April 20 - gift

Supervising students pays off karmically, I always say, but sometimes it pays off materially as well. After yesterday's successful defense, Tolkien Fan very kindly provided me with a wee treasure trove that proves she's been reading this blog carefully, not just the many volumes of JRR Tolkien and the (to me quite unsatisfactory) ecocritical studies of same by Matthew Dickerson.

To my shelves, I gratefully add:
  • Elspeth Bradbury & Judy Maddocks, The Garden Letters
  • Robert Hass, Time and Materials: Poems, 1997-2005 (lovely!)
  • Adolf Hungrywolf, Legends Told by the Old People of Many Tribes
  • Ian Mackenzie, Ancient Landscapes of British Columbia (holy rhetoric of the nostalgic sublime, Batman!)
  • M.A. Macpherson, Outlaws of the Canadian West (a selection that may represent mocking and will therefore be reflected in all future reference letters...)
  • JRR Tolkien, The Children of Hurin (with a possibly gratuitous accent aigu over the "u," which reminds me I still haven't learned the first thing about Unicode)

Apropos of all this, though perhaps somewhat tangentially for a note intended primarily as one of thanks, I want to talk a bit about the state of Tolkien ecocriticism.
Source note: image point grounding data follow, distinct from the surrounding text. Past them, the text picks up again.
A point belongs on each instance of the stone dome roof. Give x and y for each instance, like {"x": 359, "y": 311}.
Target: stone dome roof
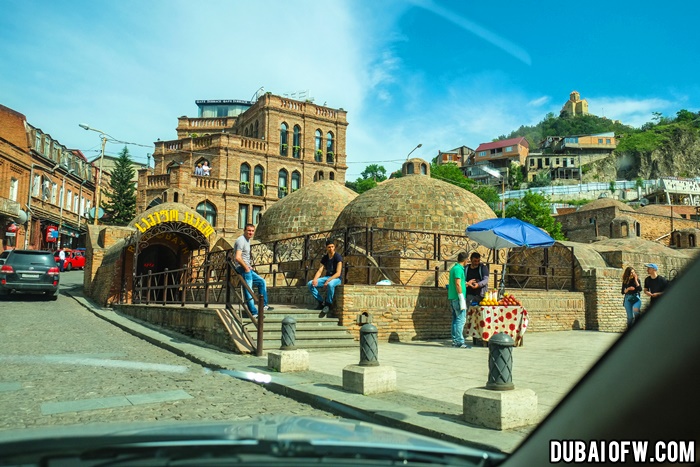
{"x": 416, "y": 203}
{"x": 658, "y": 209}
{"x": 313, "y": 208}
{"x": 605, "y": 203}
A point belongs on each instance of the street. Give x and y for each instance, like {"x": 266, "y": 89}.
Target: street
{"x": 62, "y": 365}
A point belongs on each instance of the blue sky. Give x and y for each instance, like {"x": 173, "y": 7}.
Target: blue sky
{"x": 440, "y": 73}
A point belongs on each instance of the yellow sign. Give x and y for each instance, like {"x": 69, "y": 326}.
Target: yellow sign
{"x": 173, "y": 215}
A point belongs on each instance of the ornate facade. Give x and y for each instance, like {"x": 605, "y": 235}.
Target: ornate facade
{"x": 258, "y": 153}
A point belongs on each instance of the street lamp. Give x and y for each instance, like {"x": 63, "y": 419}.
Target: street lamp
{"x": 98, "y": 188}
{"x": 409, "y": 154}
{"x": 63, "y": 201}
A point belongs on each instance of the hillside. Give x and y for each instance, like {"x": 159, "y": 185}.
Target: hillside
{"x": 664, "y": 147}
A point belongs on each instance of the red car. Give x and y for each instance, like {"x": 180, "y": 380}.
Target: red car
{"x": 75, "y": 259}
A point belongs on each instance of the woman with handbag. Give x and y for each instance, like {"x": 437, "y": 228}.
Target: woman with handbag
{"x": 632, "y": 289}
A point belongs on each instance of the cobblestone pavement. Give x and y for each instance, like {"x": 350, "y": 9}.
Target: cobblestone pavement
{"x": 63, "y": 365}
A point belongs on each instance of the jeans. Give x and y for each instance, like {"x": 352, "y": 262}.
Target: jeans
{"x": 253, "y": 280}
{"x": 459, "y": 319}
{"x": 330, "y": 289}
{"x": 632, "y": 308}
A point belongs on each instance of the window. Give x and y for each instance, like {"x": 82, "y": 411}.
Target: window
{"x": 245, "y": 179}
{"x": 36, "y": 185}
{"x": 296, "y": 142}
{"x": 318, "y": 153}
{"x": 329, "y": 148}
{"x": 282, "y": 184}
{"x": 258, "y": 187}
{"x": 296, "y": 181}
{"x": 242, "y": 215}
{"x": 207, "y": 211}
{"x": 257, "y": 210}
{"x": 14, "y": 186}
{"x": 283, "y": 139}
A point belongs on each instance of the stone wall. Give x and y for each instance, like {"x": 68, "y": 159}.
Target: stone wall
{"x": 199, "y": 323}
{"x": 416, "y": 313}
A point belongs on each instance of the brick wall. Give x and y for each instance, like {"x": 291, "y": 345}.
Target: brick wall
{"x": 417, "y": 313}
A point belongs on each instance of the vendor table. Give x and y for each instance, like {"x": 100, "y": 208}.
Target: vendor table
{"x": 485, "y": 321}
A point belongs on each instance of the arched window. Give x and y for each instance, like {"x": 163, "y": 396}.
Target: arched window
{"x": 296, "y": 181}
{"x": 245, "y": 179}
{"x": 296, "y": 143}
{"x": 330, "y": 151}
{"x": 258, "y": 187}
{"x": 282, "y": 183}
{"x": 283, "y": 139}
{"x": 318, "y": 152}
{"x": 207, "y": 211}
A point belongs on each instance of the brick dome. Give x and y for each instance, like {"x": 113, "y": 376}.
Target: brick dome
{"x": 416, "y": 203}
{"x": 313, "y": 208}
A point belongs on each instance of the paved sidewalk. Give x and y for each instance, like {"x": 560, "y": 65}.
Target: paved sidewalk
{"x": 431, "y": 377}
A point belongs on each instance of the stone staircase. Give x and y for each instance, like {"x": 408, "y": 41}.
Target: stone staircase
{"x": 313, "y": 331}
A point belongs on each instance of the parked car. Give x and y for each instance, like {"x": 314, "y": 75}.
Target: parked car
{"x": 75, "y": 259}
{"x": 29, "y": 271}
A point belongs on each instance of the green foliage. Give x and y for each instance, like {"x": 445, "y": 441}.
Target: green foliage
{"x": 120, "y": 202}
{"x": 535, "y": 209}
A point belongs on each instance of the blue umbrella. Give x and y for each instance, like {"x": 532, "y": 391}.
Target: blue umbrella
{"x": 508, "y": 233}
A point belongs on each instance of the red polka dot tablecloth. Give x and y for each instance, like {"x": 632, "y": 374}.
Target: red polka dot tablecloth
{"x": 485, "y": 321}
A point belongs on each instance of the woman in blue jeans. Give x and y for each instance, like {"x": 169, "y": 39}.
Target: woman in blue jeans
{"x": 632, "y": 289}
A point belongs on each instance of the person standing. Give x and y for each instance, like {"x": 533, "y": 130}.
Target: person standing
{"x": 61, "y": 259}
{"x": 654, "y": 285}
{"x": 241, "y": 251}
{"x": 332, "y": 262}
{"x": 457, "y": 295}
{"x": 477, "y": 277}
{"x": 631, "y": 289}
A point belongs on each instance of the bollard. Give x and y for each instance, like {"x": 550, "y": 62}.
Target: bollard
{"x": 289, "y": 333}
{"x": 500, "y": 362}
{"x": 368, "y": 345}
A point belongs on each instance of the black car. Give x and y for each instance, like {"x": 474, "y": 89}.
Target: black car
{"x": 29, "y": 271}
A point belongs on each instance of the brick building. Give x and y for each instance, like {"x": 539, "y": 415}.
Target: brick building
{"x": 258, "y": 153}
{"x": 35, "y": 172}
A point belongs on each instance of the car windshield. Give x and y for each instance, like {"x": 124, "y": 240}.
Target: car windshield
{"x": 435, "y": 216}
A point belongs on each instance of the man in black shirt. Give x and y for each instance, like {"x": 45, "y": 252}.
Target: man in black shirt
{"x": 654, "y": 285}
{"x": 332, "y": 262}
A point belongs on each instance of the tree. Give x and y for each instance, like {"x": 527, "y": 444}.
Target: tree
{"x": 535, "y": 209}
{"x": 120, "y": 206}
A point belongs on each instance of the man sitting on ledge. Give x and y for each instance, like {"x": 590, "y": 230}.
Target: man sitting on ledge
{"x": 332, "y": 262}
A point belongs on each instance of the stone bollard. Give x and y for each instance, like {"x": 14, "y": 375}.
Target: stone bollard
{"x": 368, "y": 377}
{"x": 288, "y": 358}
{"x": 500, "y": 363}
{"x": 369, "y": 349}
{"x": 499, "y": 405}
{"x": 289, "y": 333}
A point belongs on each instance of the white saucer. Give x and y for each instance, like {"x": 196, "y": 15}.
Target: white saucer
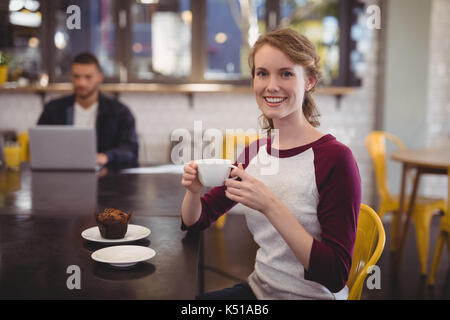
{"x": 134, "y": 233}
{"x": 123, "y": 256}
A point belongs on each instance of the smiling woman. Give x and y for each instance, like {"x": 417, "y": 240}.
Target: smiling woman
{"x": 293, "y": 60}
{"x": 303, "y": 215}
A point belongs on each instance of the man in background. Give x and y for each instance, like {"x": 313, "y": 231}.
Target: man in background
{"x": 87, "y": 107}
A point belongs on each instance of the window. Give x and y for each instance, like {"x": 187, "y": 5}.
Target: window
{"x": 173, "y": 41}
{"x": 232, "y": 28}
{"x": 20, "y": 25}
{"x": 96, "y": 34}
{"x": 161, "y": 40}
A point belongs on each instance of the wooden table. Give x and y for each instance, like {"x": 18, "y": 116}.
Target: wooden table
{"x": 42, "y": 215}
{"x": 425, "y": 161}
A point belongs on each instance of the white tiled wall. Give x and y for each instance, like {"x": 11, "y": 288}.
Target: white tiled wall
{"x": 157, "y": 115}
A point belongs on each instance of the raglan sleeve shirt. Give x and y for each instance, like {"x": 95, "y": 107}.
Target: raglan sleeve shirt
{"x": 339, "y": 185}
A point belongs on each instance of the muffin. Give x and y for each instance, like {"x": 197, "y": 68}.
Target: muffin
{"x": 113, "y": 223}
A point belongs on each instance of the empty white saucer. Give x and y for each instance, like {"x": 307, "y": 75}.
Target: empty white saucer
{"x": 123, "y": 256}
{"x": 134, "y": 233}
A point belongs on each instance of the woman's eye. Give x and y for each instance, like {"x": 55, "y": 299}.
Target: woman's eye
{"x": 261, "y": 73}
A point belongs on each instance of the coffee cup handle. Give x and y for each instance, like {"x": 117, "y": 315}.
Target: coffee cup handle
{"x": 234, "y": 167}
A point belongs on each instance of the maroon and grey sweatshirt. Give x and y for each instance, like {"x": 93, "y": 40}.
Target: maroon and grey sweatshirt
{"x": 320, "y": 184}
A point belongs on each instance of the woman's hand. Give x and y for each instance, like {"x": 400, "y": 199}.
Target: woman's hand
{"x": 189, "y": 178}
{"x": 249, "y": 191}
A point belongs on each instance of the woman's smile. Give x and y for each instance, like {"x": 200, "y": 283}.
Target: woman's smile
{"x": 274, "y": 101}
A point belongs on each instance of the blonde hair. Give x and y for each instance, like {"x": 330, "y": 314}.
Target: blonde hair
{"x": 299, "y": 50}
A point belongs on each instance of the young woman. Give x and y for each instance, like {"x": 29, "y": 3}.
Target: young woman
{"x": 304, "y": 217}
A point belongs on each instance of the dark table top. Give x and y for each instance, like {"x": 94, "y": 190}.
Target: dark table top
{"x": 42, "y": 215}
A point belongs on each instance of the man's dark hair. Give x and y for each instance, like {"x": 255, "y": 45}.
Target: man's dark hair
{"x": 87, "y": 58}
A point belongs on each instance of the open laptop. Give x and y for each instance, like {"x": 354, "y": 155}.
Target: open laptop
{"x": 63, "y": 148}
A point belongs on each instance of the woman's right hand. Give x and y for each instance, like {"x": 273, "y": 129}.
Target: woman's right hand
{"x": 190, "y": 178}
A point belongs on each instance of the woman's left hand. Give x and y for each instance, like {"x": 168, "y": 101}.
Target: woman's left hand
{"x": 249, "y": 191}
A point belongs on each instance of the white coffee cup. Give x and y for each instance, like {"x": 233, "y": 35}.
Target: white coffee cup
{"x": 214, "y": 172}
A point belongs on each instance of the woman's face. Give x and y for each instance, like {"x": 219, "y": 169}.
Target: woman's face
{"x": 279, "y": 84}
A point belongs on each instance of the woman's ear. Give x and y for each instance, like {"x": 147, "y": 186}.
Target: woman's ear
{"x": 310, "y": 83}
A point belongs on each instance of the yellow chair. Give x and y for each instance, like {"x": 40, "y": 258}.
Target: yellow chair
{"x": 443, "y": 238}
{"x": 24, "y": 142}
{"x": 233, "y": 145}
{"x": 369, "y": 244}
{"x": 424, "y": 206}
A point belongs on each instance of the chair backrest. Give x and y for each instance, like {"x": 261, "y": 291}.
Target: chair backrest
{"x": 376, "y": 146}
{"x": 369, "y": 244}
{"x": 235, "y": 143}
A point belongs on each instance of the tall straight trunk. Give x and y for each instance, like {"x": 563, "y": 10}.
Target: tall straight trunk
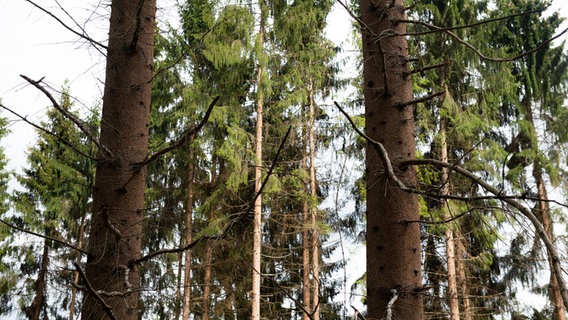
{"x": 257, "y": 220}
{"x": 206, "y": 301}
{"x": 306, "y": 221}
{"x": 393, "y": 245}
{"x": 115, "y": 237}
{"x": 554, "y": 290}
{"x": 80, "y": 237}
{"x": 39, "y": 286}
{"x": 452, "y": 295}
{"x": 313, "y": 206}
{"x": 188, "y": 237}
{"x": 462, "y": 278}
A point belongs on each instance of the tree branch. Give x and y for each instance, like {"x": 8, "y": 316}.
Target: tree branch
{"x": 185, "y": 136}
{"x": 230, "y": 225}
{"x": 81, "y": 35}
{"x": 60, "y": 139}
{"x": 555, "y": 256}
{"x": 107, "y": 308}
{"x": 68, "y": 115}
{"x": 68, "y": 245}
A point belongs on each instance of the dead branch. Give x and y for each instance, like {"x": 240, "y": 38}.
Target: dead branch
{"x": 60, "y": 139}
{"x": 185, "y": 136}
{"x": 555, "y": 256}
{"x": 65, "y": 244}
{"x": 230, "y": 225}
{"x": 107, "y": 308}
{"x": 82, "y": 35}
{"x": 79, "y": 123}
{"x": 419, "y": 100}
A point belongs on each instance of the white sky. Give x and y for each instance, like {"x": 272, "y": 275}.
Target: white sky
{"x": 35, "y": 45}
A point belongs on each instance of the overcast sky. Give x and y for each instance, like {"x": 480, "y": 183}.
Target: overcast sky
{"x": 35, "y": 45}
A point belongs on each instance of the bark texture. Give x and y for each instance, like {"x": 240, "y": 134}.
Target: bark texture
{"x": 118, "y": 204}
{"x": 393, "y": 245}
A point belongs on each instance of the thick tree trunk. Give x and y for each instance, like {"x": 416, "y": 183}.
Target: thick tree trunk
{"x": 39, "y": 286}
{"x": 393, "y": 245}
{"x": 257, "y": 220}
{"x": 452, "y": 294}
{"x": 313, "y": 207}
{"x": 118, "y": 205}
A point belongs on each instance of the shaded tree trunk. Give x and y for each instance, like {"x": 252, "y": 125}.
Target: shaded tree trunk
{"x": 34, "y": 311}
{"x": 188, "y": 238}
{"x": 118, "y": 202}
{"x": 554, "y": 289}
{"x": 257, "y": 220}
{"x": 393, "y": 245}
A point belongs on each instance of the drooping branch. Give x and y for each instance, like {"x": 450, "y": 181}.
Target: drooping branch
{"x": 231, "y": 223}
{"x": 68, "y": 245}
{"x": 82, "y": 35}
{"x": 183, "y": 139}
{"x": 68, "y": 115}
{"x": 543, "y": 235}
{"x": 59, "y": 138}
{"x": 106, "y": 307}
{"x": 476, "y": 50}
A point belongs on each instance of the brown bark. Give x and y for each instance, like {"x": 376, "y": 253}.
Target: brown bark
{"x": 118, "y": 202}
{"x": 34, "y": 310}
{"x": 188, "y": 238}
{"x": 80, "y": 237}
{"x": 393, "y": 246}
{"x": 554, "y": 289}
{"x": 313, "y": 207}
{"x": 257, "y": 220}
{"x": 452, "y": 295}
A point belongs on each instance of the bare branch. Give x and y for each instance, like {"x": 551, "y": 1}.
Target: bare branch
{"x": 185, "y": 136}
{"x": 69, "y": 116}
{"x": 81, "y": 35}
{"x": 60, "y": 139}
{"x": 419, "y": 100}
{"x": 68, "y": 245}
{"x": 230, "y": 225}
{"x": 555, "y": 256}
{"x": 107, "y": 308}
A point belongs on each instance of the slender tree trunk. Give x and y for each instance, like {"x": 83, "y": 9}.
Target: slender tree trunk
{"x": 115, "y": 237}
{"x": 306, "y": 221}
{"x": 452, "y": 295}
{"x": 80, "y": 237}
{"x": 188, "y": 237}
{"x": 462, "y": 279}
{"x": 206, "y": 302}
{"x": 39, "y": 286}
{"x": 393, "y": 246}
{"x": 313, "y": 206}
{"x": 555, "y": 295}
{"x": 257, "y": 224}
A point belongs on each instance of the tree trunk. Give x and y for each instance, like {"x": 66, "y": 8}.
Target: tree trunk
{"x": 451, "y": 273}
{"x": 313, "y": 207}
{"x": 39, "y": 286}
{"x": 462, "y": 278}
{"x": 80, "y": 237}
{"x": 188, "y": 238}
{"x": 257, "y": 220}
{"x": 393, "y": 245}
{"x": 554, "y": 289}
{"x": 118, "y": 202}
{"x": 206, "y": 301}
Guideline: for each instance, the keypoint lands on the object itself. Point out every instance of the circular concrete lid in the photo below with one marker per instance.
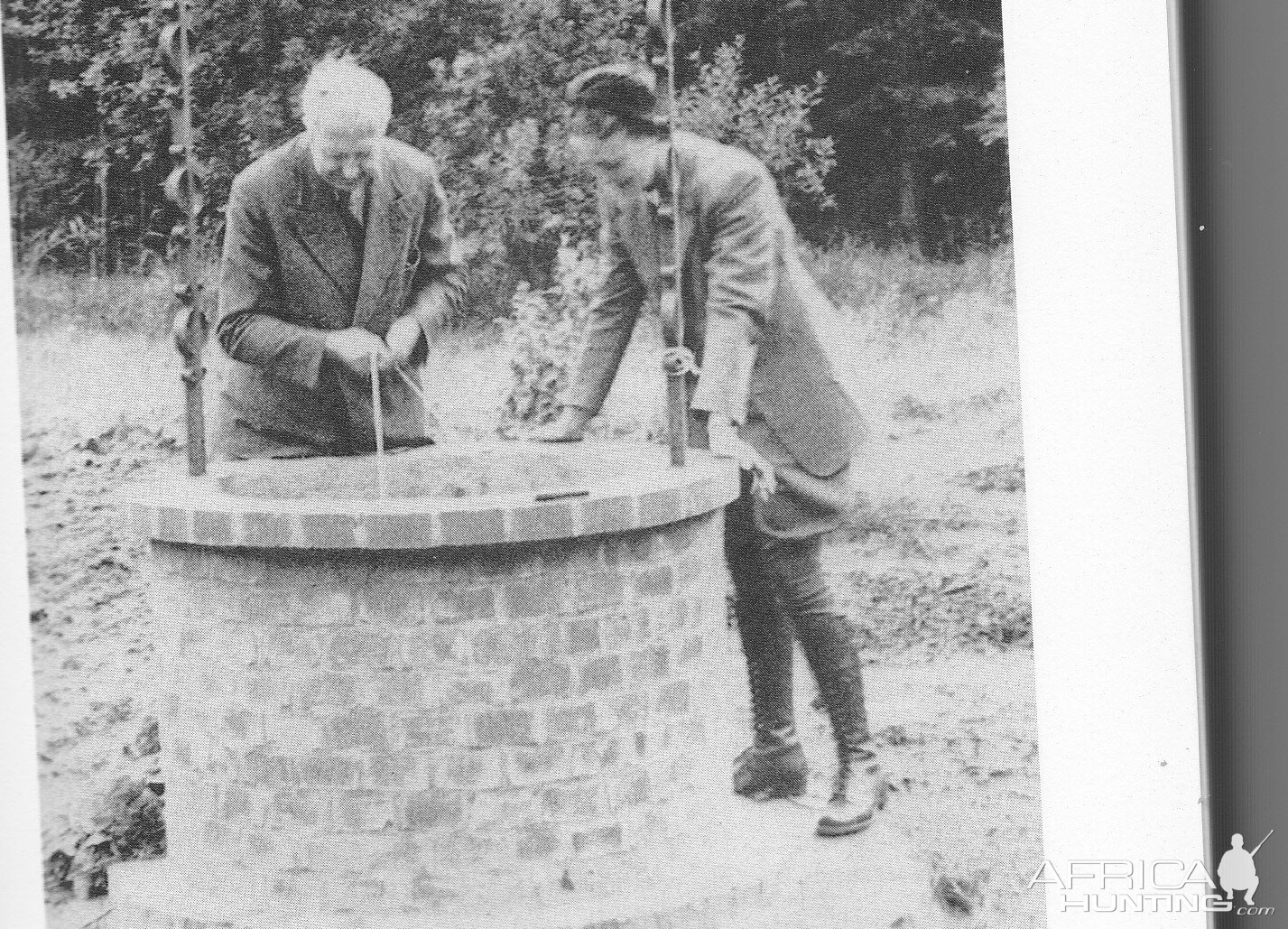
(442, 497)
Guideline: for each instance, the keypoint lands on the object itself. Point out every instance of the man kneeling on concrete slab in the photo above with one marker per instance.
(338, 252)
(765, 395)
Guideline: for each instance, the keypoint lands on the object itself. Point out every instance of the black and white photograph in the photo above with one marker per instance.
(525, 463)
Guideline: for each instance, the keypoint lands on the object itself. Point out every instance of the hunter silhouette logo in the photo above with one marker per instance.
(1237, 870)
(1163, 886)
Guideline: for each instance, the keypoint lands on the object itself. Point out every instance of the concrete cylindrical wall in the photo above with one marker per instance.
(454, 699)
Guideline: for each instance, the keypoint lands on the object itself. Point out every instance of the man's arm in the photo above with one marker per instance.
(250, 326)
(742, 277)
(611, 321)
(438, 286)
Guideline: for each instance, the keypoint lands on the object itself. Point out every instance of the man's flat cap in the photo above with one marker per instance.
(625, 90)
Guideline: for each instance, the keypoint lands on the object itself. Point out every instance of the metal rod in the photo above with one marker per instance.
(377, 416)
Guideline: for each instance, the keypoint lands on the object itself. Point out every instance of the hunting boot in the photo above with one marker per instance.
(773, 766)
(859, 787)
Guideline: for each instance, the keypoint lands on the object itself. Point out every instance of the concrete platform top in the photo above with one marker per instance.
(442, 497)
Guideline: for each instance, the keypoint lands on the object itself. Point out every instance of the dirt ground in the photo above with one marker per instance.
(937, 581)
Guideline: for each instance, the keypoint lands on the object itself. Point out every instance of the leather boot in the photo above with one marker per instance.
(859, 789)
(858, 792)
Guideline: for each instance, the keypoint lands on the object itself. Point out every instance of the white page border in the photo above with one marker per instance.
(1103, 379)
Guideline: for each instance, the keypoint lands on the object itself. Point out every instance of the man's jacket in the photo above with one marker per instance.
(748, 305)
(292, 268)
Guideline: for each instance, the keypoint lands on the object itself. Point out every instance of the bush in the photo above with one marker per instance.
(542, 339)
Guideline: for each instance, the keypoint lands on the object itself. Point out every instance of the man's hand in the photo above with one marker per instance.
(353, 348)
(570, 427)
(404, 340)
(726, 442)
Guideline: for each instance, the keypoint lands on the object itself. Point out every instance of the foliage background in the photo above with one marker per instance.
(883, 119)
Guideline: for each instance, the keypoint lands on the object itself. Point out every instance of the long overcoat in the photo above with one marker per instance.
(294, 268)
(750, 320)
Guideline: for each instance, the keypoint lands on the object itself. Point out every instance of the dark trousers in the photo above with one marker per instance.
(781, 596)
Dickerson and Evans' book Ents, Elves, & Eriador: The Environmental Vision of JRR Tolkien, sounded promising, but I approve of Patrick Curry's assessment of the book in Tolkien Studies as "disingenuous and tendentious" (PDF download of review here), a response echoed by Dimitra Fimi in Folklore who called it both "patronising" and "propagandist." Honestly, we need better Tolkien ecocriticism than has been done so far, and not just better than Dickerson's. Too much of it reads like a caricature of ecocriticism, rather than like genuine analysis. Ecocriticism should involve the reconsideration of one's assumptions, not the buttressing of them, and that's an important reason why I appreciated Naomi's paper.

Comments

Anonymous said…
Purposeful non-italicization Of D&E as criticism?
richard said…
Thanks for the tip, mystery commenter!
naomi said…
Oops. That's strange.
richard said…
What's strange? That I fixed it, or that you showed anonymously?
naomi said…
The latter. Must have clicked it accidentally.